薄紫「え、」
ぴし、という効果音が聞こえるくらいに臣さんは“それ“を見て固まった。
「………」
なんで臣さんがこんなに中途半端な所でとまっているか分かっているが、それをこっちから言及する訳にはいかない。
それはその理由が下着にあるからだ。
明日は部活がオフ、それに臣さんの家に放課後遊びに行くとなった時から何となく察していた。だから、今日は新しくおろした下着をつけている。2人のお節介な先輩と買ったものを。
今までは誰にも見せないから全く気にしなかった。でも、臣さんとこういう関係になってからは、なんというか。少しは可愛い下着をつけた方が普通、恋人相手には良いのではないかって。
正直片手じゃ足りないくらい体を重ねてるし、今まではお世辞にも可愛いとは言えないスポーツタイプの下着。それに対して臣さんは何も言わなかったし、回数を重ねても特に何もなかった。
だから、臣さんは今、俺がこれまでとは違う下着をつけているからフリーズしている、と思う。
というか、制服が胸までたくしあがったところで下着が見えているのも、臣さんがそれを見ているこの体勢もそろそろ恥ずかしい。
それになんだその反応は。似合ってないのか、頑張って着たのに気合いが入ってるとでも思われたか、どちらにしても最悪だ。恥ずかしすぎる。
「……ねぇ、何、文句あるんならはっきり言えば。」
どうせ似合ってないとか、気合い入りすぎだろ、とか鼻で笑われるのがオチだ。これなら着なければよかった。
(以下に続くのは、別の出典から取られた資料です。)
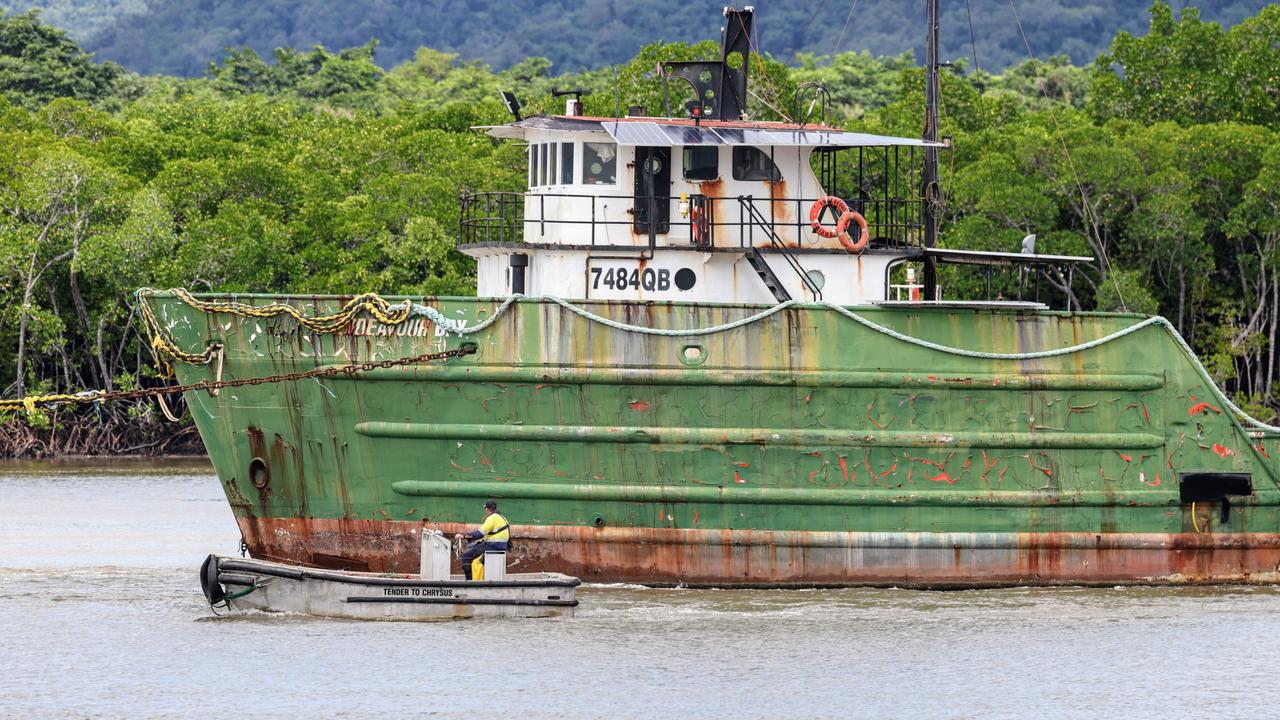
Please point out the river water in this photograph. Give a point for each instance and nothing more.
(101, 616)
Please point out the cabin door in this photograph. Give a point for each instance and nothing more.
(653, 177)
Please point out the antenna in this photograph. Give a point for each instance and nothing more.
(929, 187)
(574, 105)
(617, 98)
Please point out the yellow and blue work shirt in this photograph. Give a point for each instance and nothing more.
(490, 524)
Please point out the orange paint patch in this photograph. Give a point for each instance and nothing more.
(1200, 408)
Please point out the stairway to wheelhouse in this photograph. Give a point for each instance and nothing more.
(771, 281)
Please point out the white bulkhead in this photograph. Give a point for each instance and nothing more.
(732, 208)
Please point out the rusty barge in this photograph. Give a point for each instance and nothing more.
(689, 369)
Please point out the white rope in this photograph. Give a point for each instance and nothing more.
(449, 326)
(435, 315)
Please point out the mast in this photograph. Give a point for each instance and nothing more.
(929, 187)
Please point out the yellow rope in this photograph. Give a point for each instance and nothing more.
(167, 349)
(31, 401)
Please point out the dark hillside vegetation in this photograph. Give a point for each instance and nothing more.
(316, 171)
(183, 37)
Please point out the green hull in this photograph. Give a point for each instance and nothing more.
(799, 449)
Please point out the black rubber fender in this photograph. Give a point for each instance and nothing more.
(209, 584)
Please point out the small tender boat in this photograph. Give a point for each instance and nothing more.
(238, 583)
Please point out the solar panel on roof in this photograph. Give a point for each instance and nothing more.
(688, 135)
(638, 133)
(667, 135)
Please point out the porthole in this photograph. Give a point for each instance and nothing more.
(693, 355)
(259, 475)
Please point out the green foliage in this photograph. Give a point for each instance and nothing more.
(1189, 71)
(40, 63)
(319, 172)
(575, 35)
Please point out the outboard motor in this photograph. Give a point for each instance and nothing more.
(209, 584)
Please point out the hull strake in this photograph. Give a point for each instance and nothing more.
(795, 428)
(782, 559)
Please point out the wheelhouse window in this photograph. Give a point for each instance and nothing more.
(567, 163)
(702, 163)
(599, 163)
(753, 164)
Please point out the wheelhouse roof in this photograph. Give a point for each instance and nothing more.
(675, 132)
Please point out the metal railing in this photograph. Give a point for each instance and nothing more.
(776, 242)
(503, 217)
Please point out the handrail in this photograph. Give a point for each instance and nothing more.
(499, 217)
(759, 219)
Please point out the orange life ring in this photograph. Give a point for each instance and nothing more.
(816, 212)
(842, 231)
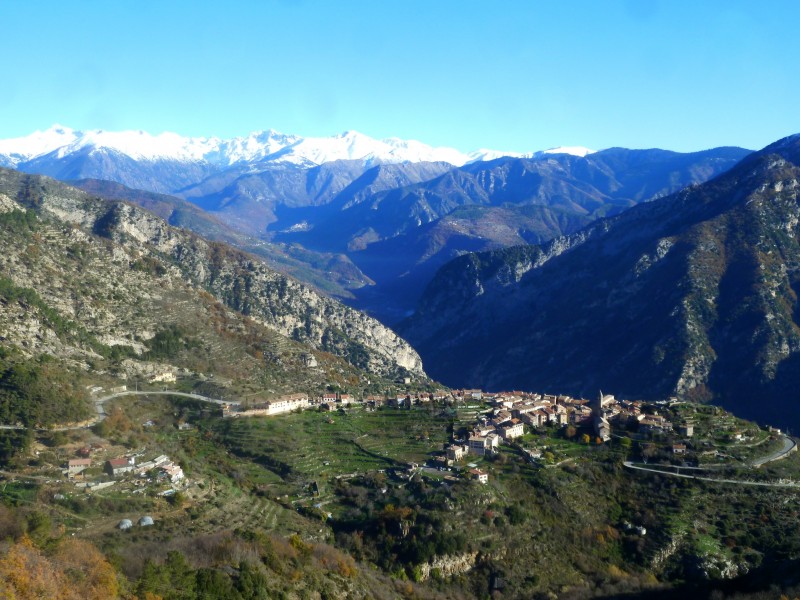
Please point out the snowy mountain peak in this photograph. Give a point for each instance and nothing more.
(257, 147)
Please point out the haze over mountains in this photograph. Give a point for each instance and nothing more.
(364, 220)
(645, 289)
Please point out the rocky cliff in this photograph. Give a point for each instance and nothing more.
(126, 240)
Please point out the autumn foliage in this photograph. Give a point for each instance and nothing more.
(75, 569)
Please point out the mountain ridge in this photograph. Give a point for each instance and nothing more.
(694, 294)
(256, 147)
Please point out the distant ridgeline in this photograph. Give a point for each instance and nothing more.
(693, 295)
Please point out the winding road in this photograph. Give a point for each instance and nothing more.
(789, 445)
(99, 406)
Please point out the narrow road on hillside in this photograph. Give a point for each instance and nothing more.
(99, 405)
(789, 445)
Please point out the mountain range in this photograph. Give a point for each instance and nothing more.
(363, 220)
(694, 295)
(87, 275)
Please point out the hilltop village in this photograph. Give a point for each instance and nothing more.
(543, 429)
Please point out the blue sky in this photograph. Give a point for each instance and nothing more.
(507, 75)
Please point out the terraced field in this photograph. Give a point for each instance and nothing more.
(317, 447)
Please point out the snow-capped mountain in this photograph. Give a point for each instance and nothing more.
(60, 142)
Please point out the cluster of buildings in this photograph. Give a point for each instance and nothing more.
(167, 469)
(117, 467)
(329, 401)
(512, 411)
(282, 405)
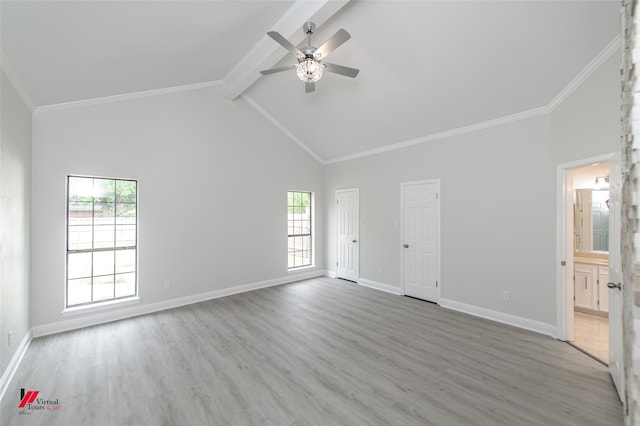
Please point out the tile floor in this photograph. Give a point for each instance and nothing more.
(591, 333)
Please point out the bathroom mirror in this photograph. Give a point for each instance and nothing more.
(591, 220)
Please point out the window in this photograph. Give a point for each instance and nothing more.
(300, 227)
(101, 240)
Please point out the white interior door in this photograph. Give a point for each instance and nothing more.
(348, 218)
(421, 239)
(616, 366)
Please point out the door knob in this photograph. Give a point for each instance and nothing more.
(614, 285)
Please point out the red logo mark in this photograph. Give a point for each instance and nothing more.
(27, 398)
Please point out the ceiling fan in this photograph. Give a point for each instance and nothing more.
(311, 65)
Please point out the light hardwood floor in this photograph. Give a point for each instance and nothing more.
(316, 352)
(591, 334)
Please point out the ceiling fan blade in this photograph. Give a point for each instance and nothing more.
(285, 43)
(277, 69)
(342, 70)
(333, 43)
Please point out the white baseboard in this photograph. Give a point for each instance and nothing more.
(142, 309)
(380, 286)
(516, 321)
(12, 368)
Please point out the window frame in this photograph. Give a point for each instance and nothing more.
(310, 234)
(115, 248)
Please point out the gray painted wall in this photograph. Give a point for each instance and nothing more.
(213, 177)
(15, 217)
(498, 201)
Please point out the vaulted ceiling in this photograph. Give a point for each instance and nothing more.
(427, 68)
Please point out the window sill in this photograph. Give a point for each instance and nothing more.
(100, 306)
(301, 268)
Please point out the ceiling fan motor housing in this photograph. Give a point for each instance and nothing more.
(309, 27)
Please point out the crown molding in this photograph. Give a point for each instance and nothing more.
(12, 76)
(613, 47)
(446, 134)
(127, 96)
(280, 126)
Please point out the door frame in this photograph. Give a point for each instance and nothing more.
(357, 191)
(564, 242)
(403, 185)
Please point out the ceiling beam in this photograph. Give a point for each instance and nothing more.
(267, 53)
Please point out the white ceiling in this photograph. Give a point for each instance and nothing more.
(427, 67)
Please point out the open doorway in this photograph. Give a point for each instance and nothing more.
(591, 260)
(585, 254)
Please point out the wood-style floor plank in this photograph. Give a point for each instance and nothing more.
(316, 352)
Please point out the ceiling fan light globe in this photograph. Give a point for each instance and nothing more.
(309, 71)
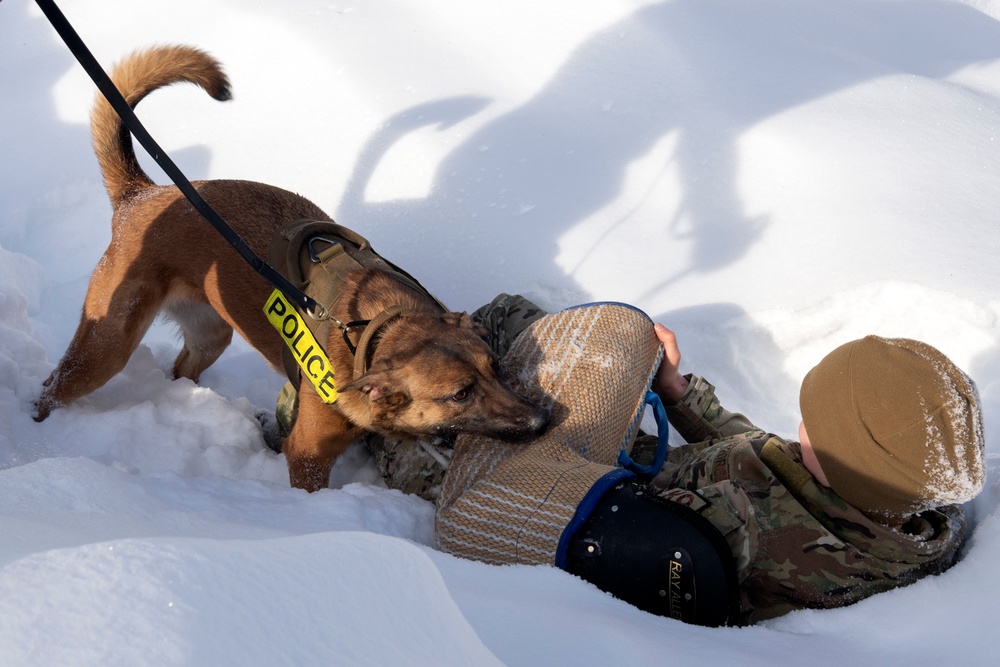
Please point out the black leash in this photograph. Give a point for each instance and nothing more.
(121, 107)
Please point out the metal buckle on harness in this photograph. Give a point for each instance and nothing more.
(313, 255)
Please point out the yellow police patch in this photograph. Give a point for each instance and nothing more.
(309, 354)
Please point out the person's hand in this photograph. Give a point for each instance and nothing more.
(669, 383)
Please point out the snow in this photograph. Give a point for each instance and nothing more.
(770, 179)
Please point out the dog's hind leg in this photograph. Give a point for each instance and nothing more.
(112, 324)
(206, 336)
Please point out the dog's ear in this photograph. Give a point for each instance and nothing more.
(464, 321)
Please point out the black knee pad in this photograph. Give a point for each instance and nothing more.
(657, 555)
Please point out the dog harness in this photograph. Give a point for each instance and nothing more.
(316, 256)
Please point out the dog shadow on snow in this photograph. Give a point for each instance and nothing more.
(706, 71)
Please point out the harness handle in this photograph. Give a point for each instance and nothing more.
(125, 112)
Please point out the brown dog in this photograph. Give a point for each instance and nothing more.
(430, 374)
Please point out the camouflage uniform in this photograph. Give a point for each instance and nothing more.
(797, 544)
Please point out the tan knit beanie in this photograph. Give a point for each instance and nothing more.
(896, 427)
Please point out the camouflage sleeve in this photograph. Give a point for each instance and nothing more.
(699, 415)
(504, 318)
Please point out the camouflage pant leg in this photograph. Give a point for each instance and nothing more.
(504, 318)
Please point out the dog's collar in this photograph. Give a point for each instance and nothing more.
(370, 336)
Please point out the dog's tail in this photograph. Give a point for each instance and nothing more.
(136, 76)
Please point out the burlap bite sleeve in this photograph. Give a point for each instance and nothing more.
(511, 503)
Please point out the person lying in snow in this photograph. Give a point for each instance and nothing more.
(739, 525)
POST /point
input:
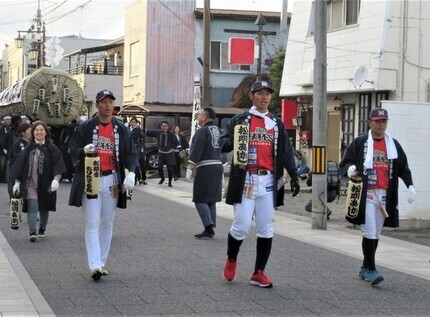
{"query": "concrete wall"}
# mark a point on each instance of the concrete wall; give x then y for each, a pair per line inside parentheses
(410, 124)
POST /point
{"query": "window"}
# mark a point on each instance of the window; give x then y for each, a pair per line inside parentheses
(340, 13)
(348, 111)
(219, 58)
(363, 113)
(134, 59)
(428, 92)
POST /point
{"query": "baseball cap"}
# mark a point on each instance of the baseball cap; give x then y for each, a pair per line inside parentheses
(103, 94)
(258, 85)
(379, 114)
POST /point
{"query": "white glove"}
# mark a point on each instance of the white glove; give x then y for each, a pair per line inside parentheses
(352, 171)
(188, 174)
(89, 148)
(411, 194)
(54, 185)
(129, 181)
(15, 189)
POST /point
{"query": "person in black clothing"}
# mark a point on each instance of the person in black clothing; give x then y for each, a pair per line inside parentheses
(9, 139)
(205, 159)
(136, 135)
(4, 129)
(24, 132)
(183, 145)
(142, 159)
(167, 144)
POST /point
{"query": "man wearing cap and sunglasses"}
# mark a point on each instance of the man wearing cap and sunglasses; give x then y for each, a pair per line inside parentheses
(380, 161)
(256, 188)
(111, 140)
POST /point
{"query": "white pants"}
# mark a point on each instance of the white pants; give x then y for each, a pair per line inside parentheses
(99, 215)
(260, 205)
(374, 217)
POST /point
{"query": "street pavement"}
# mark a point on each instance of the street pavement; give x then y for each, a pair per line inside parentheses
(157, 268)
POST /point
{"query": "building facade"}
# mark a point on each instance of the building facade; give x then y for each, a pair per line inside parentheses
(375, 51)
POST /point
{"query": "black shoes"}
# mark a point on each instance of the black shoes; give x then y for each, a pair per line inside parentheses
(205, 235)
(33, 237)
(96, 274)
(41, 233)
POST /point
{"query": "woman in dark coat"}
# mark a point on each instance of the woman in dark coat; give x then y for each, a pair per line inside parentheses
(37, 172)
(205, 158)
(24, 132)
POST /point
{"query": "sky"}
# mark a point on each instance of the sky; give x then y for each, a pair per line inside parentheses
(99, 19)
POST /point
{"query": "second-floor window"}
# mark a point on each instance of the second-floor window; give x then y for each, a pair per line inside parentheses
(219, 58)
(134, 59)
(340, 13)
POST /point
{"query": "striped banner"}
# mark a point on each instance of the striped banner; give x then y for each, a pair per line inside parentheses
(319, 164)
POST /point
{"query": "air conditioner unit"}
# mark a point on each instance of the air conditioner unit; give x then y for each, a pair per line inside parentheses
(304, 78)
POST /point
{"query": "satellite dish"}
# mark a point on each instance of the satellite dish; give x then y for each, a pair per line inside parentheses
(360, 76)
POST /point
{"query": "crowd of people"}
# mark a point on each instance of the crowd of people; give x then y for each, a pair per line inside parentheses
(33, 166)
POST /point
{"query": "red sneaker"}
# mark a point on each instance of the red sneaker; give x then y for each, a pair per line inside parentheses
(230, 270)
(261, 280)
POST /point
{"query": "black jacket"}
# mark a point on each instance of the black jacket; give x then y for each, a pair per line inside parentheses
(354, 155)
(283, 158)
(126, 158)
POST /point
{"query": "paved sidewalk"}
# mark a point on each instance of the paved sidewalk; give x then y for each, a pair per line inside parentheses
(153, 273)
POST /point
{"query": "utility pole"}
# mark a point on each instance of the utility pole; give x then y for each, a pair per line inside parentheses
(206, 57)
(319, 154)
(261, 21)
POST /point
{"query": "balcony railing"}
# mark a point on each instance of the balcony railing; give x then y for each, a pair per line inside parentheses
(97, 69)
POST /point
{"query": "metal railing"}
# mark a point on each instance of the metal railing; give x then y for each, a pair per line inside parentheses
(97, 69)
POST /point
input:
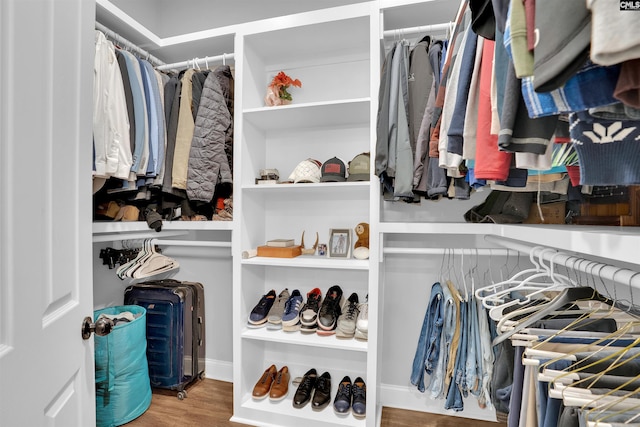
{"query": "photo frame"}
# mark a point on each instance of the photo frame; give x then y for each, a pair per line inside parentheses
(339, 243)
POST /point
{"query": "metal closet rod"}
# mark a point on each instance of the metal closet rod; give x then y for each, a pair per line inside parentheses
(449, 251)
(419, 29)
(197, 61)
(129, 45)
(623, 276)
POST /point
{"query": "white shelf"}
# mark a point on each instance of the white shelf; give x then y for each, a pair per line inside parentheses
(307, 416)
(310, 115)
(133, 226)
(299, 338)
(310, 261)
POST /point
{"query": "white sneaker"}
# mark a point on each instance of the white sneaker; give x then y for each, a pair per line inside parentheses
(362, 324)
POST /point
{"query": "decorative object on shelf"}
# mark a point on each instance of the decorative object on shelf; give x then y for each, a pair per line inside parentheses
(359, 167)
(285, 252)
(268, 176)
(277, 93)
(306, 171)
(311, 250)
(361, 247)
(281, 243)
(333, 170)
(340, 243)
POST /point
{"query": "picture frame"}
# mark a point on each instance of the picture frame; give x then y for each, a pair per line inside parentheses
(339, 243)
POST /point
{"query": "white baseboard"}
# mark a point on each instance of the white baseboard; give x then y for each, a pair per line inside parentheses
(219, 370)
(399, 397)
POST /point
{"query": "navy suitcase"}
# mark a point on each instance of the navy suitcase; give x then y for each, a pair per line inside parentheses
(175, 331)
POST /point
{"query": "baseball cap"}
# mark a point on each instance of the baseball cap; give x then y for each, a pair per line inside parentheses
(307, 171)
(359, 167)
(333, 170)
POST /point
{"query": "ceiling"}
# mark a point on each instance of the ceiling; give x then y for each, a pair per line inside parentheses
(176, 31)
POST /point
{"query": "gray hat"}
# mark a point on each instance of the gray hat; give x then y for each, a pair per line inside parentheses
(563, 37)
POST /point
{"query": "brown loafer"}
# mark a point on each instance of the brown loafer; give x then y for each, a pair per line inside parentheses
(280, 386)
(262, 387)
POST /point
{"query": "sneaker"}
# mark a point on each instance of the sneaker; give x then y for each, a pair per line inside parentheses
(330, 310)
(362, 324)
(359, 403)
(347, 321)
(309, 311)
(342, 402)
(274, 318)
(258, 316)
(291, 316)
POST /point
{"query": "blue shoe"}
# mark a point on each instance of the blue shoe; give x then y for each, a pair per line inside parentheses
(342, 402)
(359, 405)
(258, 316)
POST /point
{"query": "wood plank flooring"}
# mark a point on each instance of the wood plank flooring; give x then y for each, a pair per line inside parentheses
(210, 403)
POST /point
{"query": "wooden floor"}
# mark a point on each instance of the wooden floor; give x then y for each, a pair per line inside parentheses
(210, 403)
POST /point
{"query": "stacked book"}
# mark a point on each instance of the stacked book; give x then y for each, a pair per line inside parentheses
(280, 248)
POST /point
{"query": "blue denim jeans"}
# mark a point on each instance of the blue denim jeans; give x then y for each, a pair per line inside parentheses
(448, 329)
(454, 394)
(428, 348)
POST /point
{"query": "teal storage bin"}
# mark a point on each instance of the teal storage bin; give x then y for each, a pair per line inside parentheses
(123, 389)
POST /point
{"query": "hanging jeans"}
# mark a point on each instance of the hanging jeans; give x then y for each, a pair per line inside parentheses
(426, 356)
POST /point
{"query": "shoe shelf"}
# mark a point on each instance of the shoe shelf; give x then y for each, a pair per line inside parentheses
(275, 412)
(310, 261)
(299, 338)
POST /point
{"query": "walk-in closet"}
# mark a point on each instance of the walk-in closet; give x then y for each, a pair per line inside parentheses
(461, 186)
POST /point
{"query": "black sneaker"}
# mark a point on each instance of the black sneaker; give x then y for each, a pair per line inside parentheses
(322, 395)
(305, 389)
(359, 404)
(330, 310)
(342, 402)
(258, 316)
(309, 311)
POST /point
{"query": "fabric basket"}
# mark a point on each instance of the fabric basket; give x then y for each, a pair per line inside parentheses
(123, 390)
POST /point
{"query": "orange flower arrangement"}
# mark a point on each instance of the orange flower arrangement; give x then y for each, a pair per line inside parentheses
(278, 88)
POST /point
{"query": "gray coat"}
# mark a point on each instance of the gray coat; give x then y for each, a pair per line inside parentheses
(208, 163)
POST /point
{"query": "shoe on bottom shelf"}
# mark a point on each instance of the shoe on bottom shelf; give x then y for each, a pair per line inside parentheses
(305, 389)
(263, 386)
(342, 402)
(322, 393)
(359, 402)
(280, 386)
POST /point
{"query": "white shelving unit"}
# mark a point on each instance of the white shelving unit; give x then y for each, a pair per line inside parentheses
(334, 54)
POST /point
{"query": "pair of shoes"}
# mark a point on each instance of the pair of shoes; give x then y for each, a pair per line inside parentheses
(274, 318)
(291, 315)
(273, 383)
(330, 311)
(362, 324)
(347, 321)
(258, 316)
(351, 397)
(315, 389)
(309, 311)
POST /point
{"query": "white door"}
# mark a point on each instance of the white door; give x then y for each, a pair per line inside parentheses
(46, 72)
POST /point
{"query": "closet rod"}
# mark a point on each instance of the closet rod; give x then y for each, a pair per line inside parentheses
(199, 243)
(420, 29)
(121, 41)
(449, 251)
(623, 276)
(196, 61)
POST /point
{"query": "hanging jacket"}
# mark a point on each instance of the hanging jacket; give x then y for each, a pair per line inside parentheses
(208, 163)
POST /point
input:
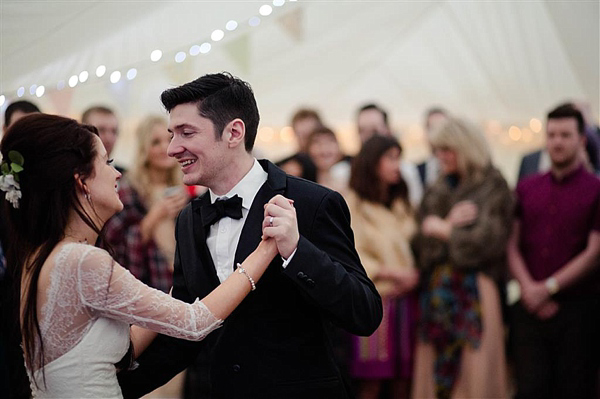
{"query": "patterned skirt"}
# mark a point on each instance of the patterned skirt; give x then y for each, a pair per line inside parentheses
(388, 352)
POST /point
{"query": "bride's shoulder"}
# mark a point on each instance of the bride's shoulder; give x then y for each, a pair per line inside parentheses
(81, 255)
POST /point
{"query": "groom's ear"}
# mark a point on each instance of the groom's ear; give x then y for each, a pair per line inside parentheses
(234, 133)
(80, 183)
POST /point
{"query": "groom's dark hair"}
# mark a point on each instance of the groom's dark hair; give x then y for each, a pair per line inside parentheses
(221, 98)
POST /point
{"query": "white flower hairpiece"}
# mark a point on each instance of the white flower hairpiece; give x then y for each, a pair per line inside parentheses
(9, 180)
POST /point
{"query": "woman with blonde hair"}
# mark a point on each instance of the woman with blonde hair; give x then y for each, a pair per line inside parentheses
(142, 234)
(383, 224)
(464, 223)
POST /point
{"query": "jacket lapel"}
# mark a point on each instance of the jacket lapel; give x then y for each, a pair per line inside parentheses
(205, 268)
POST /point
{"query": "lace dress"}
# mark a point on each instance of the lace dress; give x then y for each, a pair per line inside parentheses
(88, 302)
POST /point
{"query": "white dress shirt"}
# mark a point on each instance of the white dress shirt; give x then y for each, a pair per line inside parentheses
(224, 235)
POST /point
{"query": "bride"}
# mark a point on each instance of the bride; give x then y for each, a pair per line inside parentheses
(76, 302)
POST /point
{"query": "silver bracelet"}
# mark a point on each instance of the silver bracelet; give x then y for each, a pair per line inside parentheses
(241, 270)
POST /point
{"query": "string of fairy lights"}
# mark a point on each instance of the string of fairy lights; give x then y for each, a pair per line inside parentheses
(156, 55)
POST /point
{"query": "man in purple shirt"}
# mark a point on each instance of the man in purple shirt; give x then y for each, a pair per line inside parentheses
(554, 253)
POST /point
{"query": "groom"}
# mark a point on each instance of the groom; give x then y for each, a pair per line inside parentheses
(276, 343)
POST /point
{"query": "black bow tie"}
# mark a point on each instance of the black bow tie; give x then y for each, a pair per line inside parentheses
(231, 207)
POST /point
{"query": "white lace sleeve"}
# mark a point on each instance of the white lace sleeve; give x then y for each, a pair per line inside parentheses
(107, 289)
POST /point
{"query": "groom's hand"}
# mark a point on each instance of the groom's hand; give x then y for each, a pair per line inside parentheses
(280, 223)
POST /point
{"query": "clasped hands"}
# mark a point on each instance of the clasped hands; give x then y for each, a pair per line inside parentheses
(462, 214)
(280, 223)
制服の裾をなおそうとすると、やっと臣さんは動き出しその手をとめた。
「文句ならある。」
「はぁ?何?」
「これ以上俺を煽ってどうすんだ」
「は?」
そのまま背中へと手をまわされ直ぐに開放感を感じる。
片手でホックを外しやがった、この男。
「ちょっ、」
「正直、お前がどんな下着着てようが相手がお前なだけで俺は興奮できるんだがなぁ。」
「っん、」
肩甲骨をゆるくなぞりつつ、下着が脱げるか脱げないかのギリギリにずらされる。
「侃がわざわざ俺のために考えてこーんなの着てんだなって思うと結構クる。」
「別に、お、みさんのためじゃないんだけど、勝手に言わないでくれる?」
「ふっ、はいはい。」
こいつ、見透かしたみたいに笑いやがって。
背中の手が腹にまわり、そのままその手は決して大きくはない胸に登る。
「なぁ、侃。」
「何?」
「煽った責任はとれよ?」
「責任って何?ていうか、俺は別に煽ってないんだけど。」
「俺が煽られてるんだからしょうがねぇだろ。なぁ、もういいか、」
「ん、」
あぁ、本当に余裕ないんだな、って今気づいた。手が、視線が、いつもよりあつい。
いいか、なんて聞くくせにその手は俺の了承なんか待ってくれないで進んでくるし。
ほんっとに俺様な奴だ。
せめてもの抵抗で首に腕をまわし、後頭部の髪をひっぱった。